On Friday, the Western Cape High Court dealt with “Part A” of De Lille’s application to return to her post for two weeks until “Part B” of her application is dealt with. Part B, to be argued on May 25, is challenging the Constitutional validity of the clause used to remove her from office.
Gamble said the court was concerned about the impact the litigation was having on the people of Cape Town and said that the water crisis, along with persistent land invasion protests, needed decisive leadership in order to be managed properly.
He said if she is successful before the reviewing court, she may be reinstated as mayor and could appoint her own mayoral committee.
“This would be musical chairs,” the judge noted.
“We take note of the fact that De Lille and the DA are not shy to litigate”, he added and said there may be appeals and further legal action.
“As undesirable as it may be in light of the bruising allegations and counter allegations which have been made in these proceedings, preservation of the status quo as it existed immediately before Ms. De Lille was informed of the decision of FedEx last Tuesday morning is in our view the only reasonable alternative in the prevailing circumstances”.
Natasha Mazzone, the deputy chairwoman of the DA’s federal council, said the court made it clear that it was in the interest of the city of Cape Town that the “status quo remains” until the main application is heard on May 25.
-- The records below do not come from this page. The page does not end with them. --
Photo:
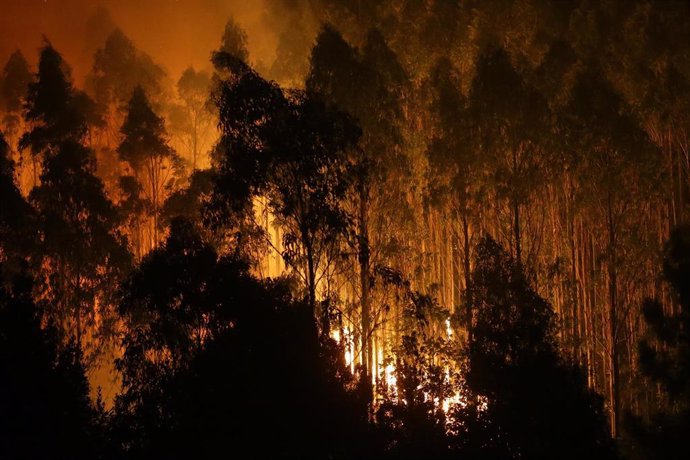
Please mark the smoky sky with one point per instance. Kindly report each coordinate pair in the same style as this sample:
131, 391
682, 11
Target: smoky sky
176, 33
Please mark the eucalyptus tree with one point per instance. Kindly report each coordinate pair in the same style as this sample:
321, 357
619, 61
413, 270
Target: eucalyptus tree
370, 85
118, 68
536, 405
81, 252
14, 86
193, 118
507, 117
145, 148
289, 148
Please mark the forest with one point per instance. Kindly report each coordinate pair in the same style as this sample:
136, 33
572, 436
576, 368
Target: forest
439, 229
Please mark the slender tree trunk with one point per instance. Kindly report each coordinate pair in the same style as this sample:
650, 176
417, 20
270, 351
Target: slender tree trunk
614, 382
466, 268
364, 256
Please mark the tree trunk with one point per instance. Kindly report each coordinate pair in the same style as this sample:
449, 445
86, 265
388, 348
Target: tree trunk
364, 256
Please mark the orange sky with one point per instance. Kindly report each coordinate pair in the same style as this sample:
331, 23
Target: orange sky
176, 33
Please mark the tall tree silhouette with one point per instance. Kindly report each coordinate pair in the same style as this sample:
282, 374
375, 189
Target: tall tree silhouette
55, 111
44, 394
537, 406
17, 226
144, 146
290, 149
243, 353
665, 357
369, 86
14, 86
81, 251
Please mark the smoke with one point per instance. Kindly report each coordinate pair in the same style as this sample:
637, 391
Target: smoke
176, 33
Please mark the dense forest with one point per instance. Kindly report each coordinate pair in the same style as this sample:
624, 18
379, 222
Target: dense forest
425, 229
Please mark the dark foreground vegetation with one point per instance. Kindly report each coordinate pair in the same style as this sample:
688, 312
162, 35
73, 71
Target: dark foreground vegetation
452, 230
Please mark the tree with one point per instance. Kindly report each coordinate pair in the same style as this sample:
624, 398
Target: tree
246, 355
536, 405
193, 118
288, 149
17, 229
83, 251
664, 356
44, 394
144, 146
14, 86
234, 41
618, 168
118, 68
369, 86
54, 109
456, 166
507, 117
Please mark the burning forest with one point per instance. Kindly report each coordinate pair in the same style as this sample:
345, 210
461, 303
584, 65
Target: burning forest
343, 229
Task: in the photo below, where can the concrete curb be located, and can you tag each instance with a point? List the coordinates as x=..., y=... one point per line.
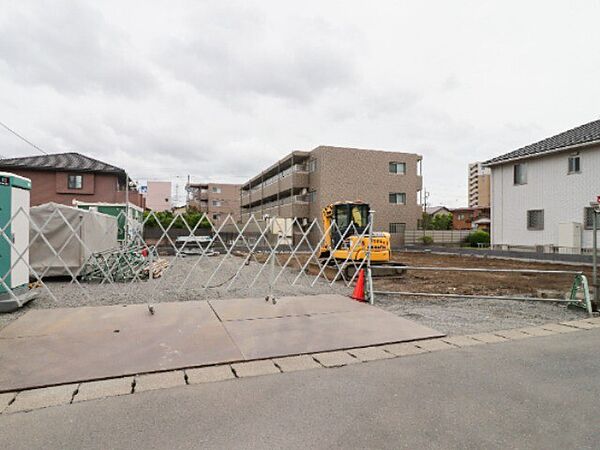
x=13, y=402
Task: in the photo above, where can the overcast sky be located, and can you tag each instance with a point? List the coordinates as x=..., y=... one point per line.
x=219, y=90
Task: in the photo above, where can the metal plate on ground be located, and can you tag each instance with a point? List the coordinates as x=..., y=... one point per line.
x=58, y=359
x=258, y=308
x=68, y=321
x=50, y=347
x=266, y=338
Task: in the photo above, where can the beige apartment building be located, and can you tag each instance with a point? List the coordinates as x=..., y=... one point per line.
x=217, y=200
x=303, y=182
x=479, y=186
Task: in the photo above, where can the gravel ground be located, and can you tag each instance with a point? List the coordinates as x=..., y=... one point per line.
x=452, y=316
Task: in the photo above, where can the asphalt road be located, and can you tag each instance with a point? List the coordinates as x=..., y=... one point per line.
x=538, y=393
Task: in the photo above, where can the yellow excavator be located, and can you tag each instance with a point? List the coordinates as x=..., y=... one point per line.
x=344, y=242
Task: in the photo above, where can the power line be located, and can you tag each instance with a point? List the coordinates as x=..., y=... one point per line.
x=23, y=138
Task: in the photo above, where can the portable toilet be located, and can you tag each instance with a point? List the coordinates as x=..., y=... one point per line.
x=14, y=213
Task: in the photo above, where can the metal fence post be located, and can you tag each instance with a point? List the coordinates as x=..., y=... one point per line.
x=595, y=256
x=369, y=274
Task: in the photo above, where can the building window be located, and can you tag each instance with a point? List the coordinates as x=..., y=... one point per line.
x=399, y=168
x=398, y=198
x=397, y=228
x=588, y=218
x=574, y=164
x=520, y=174
x=535, y=219
x=75, y=182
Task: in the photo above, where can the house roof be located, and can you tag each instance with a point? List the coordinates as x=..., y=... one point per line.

Mazzone said the court had agreed with the DA that De Lille had in fact tendered her resignation from the party when she told Radio 702 last month that she intended to quit the DA as soon as she had cleared her name in a bruising, highly public political fight with the party’s leadership.
After the ruling, the feisty De Lille thanked her supporters and said this is not about her but about the people of Cape Town.
De Lille faces charges of misconduct after a political inquiry headed by the party’s chief whip in Parliament John Steenhuisen found that the city council is hamstrung by infighting under her leadership.